Symmetry: Consider each of the 52 cards in the deck. Each card has an equal chance of being in the second position of the draw. Since there are 4 Kings in the deck, the probability that the card in the second position is a King must be the same as the probability that the card in the first position is a King, which is \(\frac{4}{52}\).
Law of Total Probability (Implicitly): We can think about the two possibilities for the first card:
- Case 1: The first card is a King. The probability of this is \(P(\text{1st is King}) = \frac{4}{52}\). In this case, the probability of the second card being a King is \(P(\text{2nd is King} | \text{1st is King}) = \frac{3}{51}\).
- Case 2: The first card is not a King. The probability of this is \(P(\text{1st is not King}) = \frac{48}{52}\). In this case, there are still 4 Kings left in the remaining 51 cards, so the probability of the second card being a King is \(P(\text{2nd is King} | \text{1st is not King}) = \frac{4}{51}\).
Using the Law of Total Probability:

\[\begin{split} \begin{aligned} P(\text{2nd King}) &= P(\text{2nd King} | \text{1st King})P(\text{1st King}) \\ &\quad + P(\text{2nd King} | \text{1st Not King})P(\text{1st Not King}) \end{aligned} \end{split}\]

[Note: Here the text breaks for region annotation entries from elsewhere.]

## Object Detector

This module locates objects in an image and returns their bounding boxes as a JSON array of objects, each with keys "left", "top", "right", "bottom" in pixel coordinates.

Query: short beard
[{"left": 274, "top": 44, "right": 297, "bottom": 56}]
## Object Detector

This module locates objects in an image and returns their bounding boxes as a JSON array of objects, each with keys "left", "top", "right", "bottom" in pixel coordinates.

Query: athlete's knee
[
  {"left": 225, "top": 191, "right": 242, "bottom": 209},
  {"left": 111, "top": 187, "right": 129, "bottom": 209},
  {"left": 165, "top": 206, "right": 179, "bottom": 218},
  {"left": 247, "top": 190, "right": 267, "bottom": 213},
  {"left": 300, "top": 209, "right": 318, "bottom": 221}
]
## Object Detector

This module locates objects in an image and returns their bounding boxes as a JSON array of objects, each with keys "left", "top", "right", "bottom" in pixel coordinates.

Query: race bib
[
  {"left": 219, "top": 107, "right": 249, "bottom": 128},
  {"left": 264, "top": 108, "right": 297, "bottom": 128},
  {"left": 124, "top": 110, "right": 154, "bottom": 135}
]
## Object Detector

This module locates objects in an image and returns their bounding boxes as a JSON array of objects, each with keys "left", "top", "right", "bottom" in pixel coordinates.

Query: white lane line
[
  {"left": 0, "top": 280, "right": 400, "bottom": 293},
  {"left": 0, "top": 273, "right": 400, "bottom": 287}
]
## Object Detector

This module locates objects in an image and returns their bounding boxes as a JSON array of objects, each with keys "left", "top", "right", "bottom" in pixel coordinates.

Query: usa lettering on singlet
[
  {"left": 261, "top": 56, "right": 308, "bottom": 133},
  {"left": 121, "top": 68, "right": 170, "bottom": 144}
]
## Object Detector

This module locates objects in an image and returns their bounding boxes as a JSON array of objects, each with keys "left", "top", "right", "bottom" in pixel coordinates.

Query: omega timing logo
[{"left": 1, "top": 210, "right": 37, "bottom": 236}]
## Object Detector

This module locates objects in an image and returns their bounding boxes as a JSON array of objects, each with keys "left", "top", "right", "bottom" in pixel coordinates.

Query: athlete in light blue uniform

\[\begin{split} \begin{aligned} P(\text{2nd King}) &= \left(\frac{3}{51}\right)\left(\frac{4}{52}\right) + \left(\frac{4}{51}\right)\left(\frac{48}{52}\right) \\ &= \frac{12 + 192}{51 \times 52} \\ &= \frac{204}{2652} \\ &= \frac{4}{52} \end{aligned} \end{split}\]

So, both our intuition and a more formal application of probability rules confirm these results! Now, are you ready to simulate this?

# Represent the deck
ranks = ['2', '3', '4', '5', '6', '7', '8', '9', 'T', 'J', 'Q', 'K', 'A']
suits = ['H', 'D', 'C', 'S'] # Hearts, Diamonds, Clubs, Spades
deck = [rank + suit for rank in ranks for suit in suits]
kings = {'KH', 'KD', 'KC', 'KS'}

# Simulation parameters
num_simulations = 100000

# Counters
count_first_king = 0
count_second_king = 0
count_both_king = 0
count_second_king_given_first_king = 0

# Run simulations
for _ in range(num_simulations):
    # Shuffle the deck implicitly by drawing random samples
    drawn_cards = random.sample(deck, 2)
    card1 = drawn_cards[0]
    card2 = drawn_cards[1]

    # Check conditions
    is_first_king = card1 in kings
    is_second_king = card2 in kings

    if is_first_king:
        count_first_king += 1
        if is_second_king:
            count_second_king_given_first_king += 1

    if is_second_king:
        count_second_king += 1

    if is_first_king and is_second_king:
        count_both_king += 1

# Calculate probabilities from simulation
prob_first_king_sim = count_first_king / num_simulations
prob_second_king_sim = count_second_king / num_simulations
prob_both_king_sim = count_both_king / num_simulations

# Calculate conditional probability P(B|A) = P(A and B) / P(A)
# We can estimate this directly from the counts:
if count_first_king > 0:
    prob_second_given_first_sim = count_second_king_given_first_king / count_first_king
else:
    prob_second_given_first_sim = 0

# Theoretical values
prob_first_king_theory = 4/52
prob_second_king_theory = 4/52 # By symmetry
prob_both_king_theory = (4/52) * (3/51)
prob_second_given_first_theory = 3/51

# Print results
print(f"--- Theoretical Probabilities ---")
print(f"P(1st is King): {prob_first_king_theory:.6f} ({4}/{52})")
print(f"P(2nd is King): {prob_second_king_theory:.6f} ({4}/{52})")
print(f"P(Both Kings): {prob_both_king_theory:.6f}")
print(f"P(2nd is King | 1st is King): {prob_second_given_first_theory:.6f} ({3}/{51})")
print("\n")
print(f"--- Simulation Results ({num_simulations} runs) ---")
print(f"Estimated P(1st is King): {prob_first_king_sim:.6f}")
print(f"Estimated P(2nd is King): {prob_second_king_sim:.6f}")
print(f"Estimated P(Both Kings): {prob_both_king_sim:.6f}")
print(f"Estimated P(2nd is King | 1st is King): {prob_second_given_first_sim:.6f}")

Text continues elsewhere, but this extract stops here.